Na podstawie drugiego zestawu danych urządzenie określa, czy obiekt jest osobą. Jeśli jest to osoba, określa się pozycję osoby względem urządzenia komputerowego, a urządzenie komputerowe zmienia swój stan w zależności od pozycji osoby. Jeśli przedmiotem nie jest osoba, urządzenie komputerowe pozostaje w stanie obniżonej mocy.

Tłumacząc na „język polski”, Apple chce, aby jeden sensor (lub sensory) w trybie energooszczędnym oceniał, czy jakiś obiekt pojawia się przed komputerem (ekranem) w określonej odległości. Jeżeli tak, to drugi bardziej energożerny sensor (lub uch zestaw) np. kamera, aktywuje się i zbiera dane potrzebne do określenia, czy obiekt jest osobą i czy osoba spogląda w stronę komputera (ekranu). Jeżeli tak, to komputer może zostać wybudzony, jak nie to oszczędza energię dalej. Pozwalałoby, to na aktywowanie ekranu lub trybu energooszczędnego bez specjalnej akcji ze strony użytkownika.

Face ID w Mac schemat

Należy zwrócić uwagę, że MacBooki od przynajmniej 6 lat wykrywają aktywność w pobliżu komputera za pomocą sensora jasności. Tego samego, który odpowiada za ustawienie mocy podświetlania ekranu. Zmiany w jasności mogą być interpretowane jako obecność użytkownika, co wstrzymuje wygaszenie ekranu.
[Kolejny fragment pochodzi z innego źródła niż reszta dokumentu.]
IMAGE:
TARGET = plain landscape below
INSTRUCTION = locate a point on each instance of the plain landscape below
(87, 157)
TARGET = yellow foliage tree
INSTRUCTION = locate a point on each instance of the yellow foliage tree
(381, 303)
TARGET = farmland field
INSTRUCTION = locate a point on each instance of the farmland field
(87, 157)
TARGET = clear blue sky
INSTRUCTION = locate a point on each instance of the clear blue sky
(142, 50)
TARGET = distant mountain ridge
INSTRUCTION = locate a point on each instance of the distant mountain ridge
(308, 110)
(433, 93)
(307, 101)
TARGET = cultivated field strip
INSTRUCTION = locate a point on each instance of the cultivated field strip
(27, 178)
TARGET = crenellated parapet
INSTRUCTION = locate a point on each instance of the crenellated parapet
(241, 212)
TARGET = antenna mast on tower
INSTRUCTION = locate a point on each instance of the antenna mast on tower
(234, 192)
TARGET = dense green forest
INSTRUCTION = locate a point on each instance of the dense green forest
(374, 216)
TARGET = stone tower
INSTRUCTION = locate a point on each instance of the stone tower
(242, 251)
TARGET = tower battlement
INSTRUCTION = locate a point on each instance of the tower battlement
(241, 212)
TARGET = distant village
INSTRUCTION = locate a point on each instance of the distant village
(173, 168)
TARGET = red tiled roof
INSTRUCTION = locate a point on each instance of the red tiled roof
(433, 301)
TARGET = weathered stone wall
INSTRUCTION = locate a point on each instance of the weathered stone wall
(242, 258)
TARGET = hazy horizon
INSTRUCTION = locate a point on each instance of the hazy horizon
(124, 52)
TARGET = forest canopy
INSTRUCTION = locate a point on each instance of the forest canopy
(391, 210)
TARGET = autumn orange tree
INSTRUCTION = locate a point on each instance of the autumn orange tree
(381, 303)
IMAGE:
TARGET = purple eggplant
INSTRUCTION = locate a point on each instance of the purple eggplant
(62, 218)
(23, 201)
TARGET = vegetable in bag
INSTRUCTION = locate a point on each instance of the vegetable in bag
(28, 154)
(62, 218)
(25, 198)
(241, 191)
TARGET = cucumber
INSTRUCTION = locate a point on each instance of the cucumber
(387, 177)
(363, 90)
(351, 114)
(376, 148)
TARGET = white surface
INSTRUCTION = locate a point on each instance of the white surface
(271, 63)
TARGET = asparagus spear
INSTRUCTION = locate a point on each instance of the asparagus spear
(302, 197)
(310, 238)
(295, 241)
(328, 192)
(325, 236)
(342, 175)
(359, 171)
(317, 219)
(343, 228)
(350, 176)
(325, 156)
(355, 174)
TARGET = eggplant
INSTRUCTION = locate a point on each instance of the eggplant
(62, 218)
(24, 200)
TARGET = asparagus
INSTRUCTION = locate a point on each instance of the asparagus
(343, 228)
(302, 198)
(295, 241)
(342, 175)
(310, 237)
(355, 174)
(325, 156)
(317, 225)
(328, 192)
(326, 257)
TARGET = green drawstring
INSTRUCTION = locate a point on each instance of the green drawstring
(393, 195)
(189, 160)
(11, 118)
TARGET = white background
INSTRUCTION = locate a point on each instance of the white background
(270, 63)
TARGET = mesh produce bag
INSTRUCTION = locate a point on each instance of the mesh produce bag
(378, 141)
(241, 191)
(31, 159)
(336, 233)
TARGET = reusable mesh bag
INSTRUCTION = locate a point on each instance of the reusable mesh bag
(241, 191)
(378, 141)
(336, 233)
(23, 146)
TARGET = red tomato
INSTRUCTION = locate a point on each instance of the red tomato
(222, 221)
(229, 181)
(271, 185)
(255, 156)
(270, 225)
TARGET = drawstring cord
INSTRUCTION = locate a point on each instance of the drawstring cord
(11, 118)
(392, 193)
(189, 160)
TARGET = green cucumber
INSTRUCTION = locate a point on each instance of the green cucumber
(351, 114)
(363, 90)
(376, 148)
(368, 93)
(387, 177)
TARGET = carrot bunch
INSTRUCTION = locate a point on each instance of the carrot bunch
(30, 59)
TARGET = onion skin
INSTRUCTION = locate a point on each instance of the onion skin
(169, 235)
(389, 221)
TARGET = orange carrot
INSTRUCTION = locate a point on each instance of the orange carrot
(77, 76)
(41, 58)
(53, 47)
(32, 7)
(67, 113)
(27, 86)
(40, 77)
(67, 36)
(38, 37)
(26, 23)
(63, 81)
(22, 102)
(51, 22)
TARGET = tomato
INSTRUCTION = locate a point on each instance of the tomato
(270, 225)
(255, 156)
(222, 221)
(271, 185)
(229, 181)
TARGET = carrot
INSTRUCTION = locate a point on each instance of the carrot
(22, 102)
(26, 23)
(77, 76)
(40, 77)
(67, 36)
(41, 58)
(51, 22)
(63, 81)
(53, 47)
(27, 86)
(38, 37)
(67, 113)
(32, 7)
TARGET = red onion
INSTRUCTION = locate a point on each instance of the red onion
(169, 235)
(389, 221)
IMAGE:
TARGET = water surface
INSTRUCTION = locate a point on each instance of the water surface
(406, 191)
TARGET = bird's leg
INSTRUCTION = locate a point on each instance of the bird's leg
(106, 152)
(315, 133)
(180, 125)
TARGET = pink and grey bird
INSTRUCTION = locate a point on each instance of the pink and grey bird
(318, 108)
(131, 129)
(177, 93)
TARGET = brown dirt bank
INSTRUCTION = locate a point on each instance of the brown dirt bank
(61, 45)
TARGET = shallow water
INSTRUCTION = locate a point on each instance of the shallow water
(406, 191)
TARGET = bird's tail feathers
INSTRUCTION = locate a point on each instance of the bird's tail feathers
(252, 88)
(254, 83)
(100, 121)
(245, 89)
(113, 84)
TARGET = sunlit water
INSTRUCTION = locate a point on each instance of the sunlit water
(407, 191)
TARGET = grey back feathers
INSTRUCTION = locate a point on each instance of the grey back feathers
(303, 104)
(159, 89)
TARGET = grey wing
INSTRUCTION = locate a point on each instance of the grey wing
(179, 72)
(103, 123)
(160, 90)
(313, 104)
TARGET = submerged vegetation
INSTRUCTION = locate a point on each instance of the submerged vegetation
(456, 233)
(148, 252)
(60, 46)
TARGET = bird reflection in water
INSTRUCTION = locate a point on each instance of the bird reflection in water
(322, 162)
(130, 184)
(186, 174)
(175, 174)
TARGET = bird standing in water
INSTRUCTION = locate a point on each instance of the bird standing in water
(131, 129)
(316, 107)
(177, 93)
Patent nie opisuje sensorów podobnych do tych użytych w Face ID. Nie ma mowy o kamerze „podczerwonej”, czy emiterze kropek. Mowa jest o sensorze odległości i kamerze zwykłej ew. kamerze 3D. Dlatego Apple nie wspomina o funkcjach uwierzytelniania.

Załączone do patentu szczegółowe analizy sugerują dość zaawansowane badania związane z tym pomysłem, który wydaje się całkiem użyteczny.

Jaromir Kopp

Użytkownik komputerów Apple od 1991 roku. Dziennikarz technologiczny, programista i deweloper HomeKit. Propagator przyjaznej i dostępnej technologii. Lubi programować w Swift i czystym C. Tworzy rozwiązania FileMaker. Prowadzi zajęcia z IT i programowania dla dzieci oraz młodzieży, szkoli też seniorów. Współautor serii książek o macOS wydanych przez ProstePoradniki.pl. Projektuje, programuje oraz samodzielnie wykonuje prototypy urządzeń Smart Home. Jeździ rowerem.
Komentarze (2)
L

2 komentarze

  1. Paweł Nyczaj

    Czekam na w pełni funkcjonalny FaceID w Macach przenośnych i stacjonarnych. Kłopot może być jedynie z Macem Mini i ze starszymi stacjonarnymi makami. Pozostają dwa wyjścia: FaceID w monitorze Apple lub dodatkowy moduł doczepiany do monitora i podłączony portem USB-C lub nawet USB (starsze iMaki). To drugie rozwiązanie, które wyobrażam sobie jako coś podobnego do kamery doczepianej do monitora byłoby znacznie lepsze, bo pozwoliłoby na łatwą implementację FaceID np na stanowisku pracy z Macem Mini z monitorem niekoniecznie dedykowanym komputerom Apple. Jednak aby rozwiązanie było w pełni bezpieczne i tak konieczny byłby chip T2, a on w stacjonarnych makach raczej zbyt często nie występuje. Alternatywnie Apple mógłby obejść wymóg chipa T2 w komputerach stacjonarnych bez tego chipa realizując niezbędne obliczenia w przystawce do monitora z czujnikami FaceID oraz na poziomie systemu macOS. Nie od rzeczy byłaby też klawiatura Apple z Touch Barem, choć raczej powinna być jednak przewodowa. Zawsze to lepsze, niż wpisywanie hasła

    • Jaromir Kopp

      Może być łatwiej… już teraz logujemy się za pomocą zegarka. W macOS 10.15 dodatkowo zegarkiem zastąpimy wprowadzenie hasła. To się może pięknie skomponować z wykrywaniem obecności ze wspomnianego patentu.
      Raczej nie liczyłbym na coś doczepianego, choć pamiętamy kamerę iSight na FireWire do rozmów. Pewnie kamery pojawią się w monitorach od Apple lub w „polecanych”.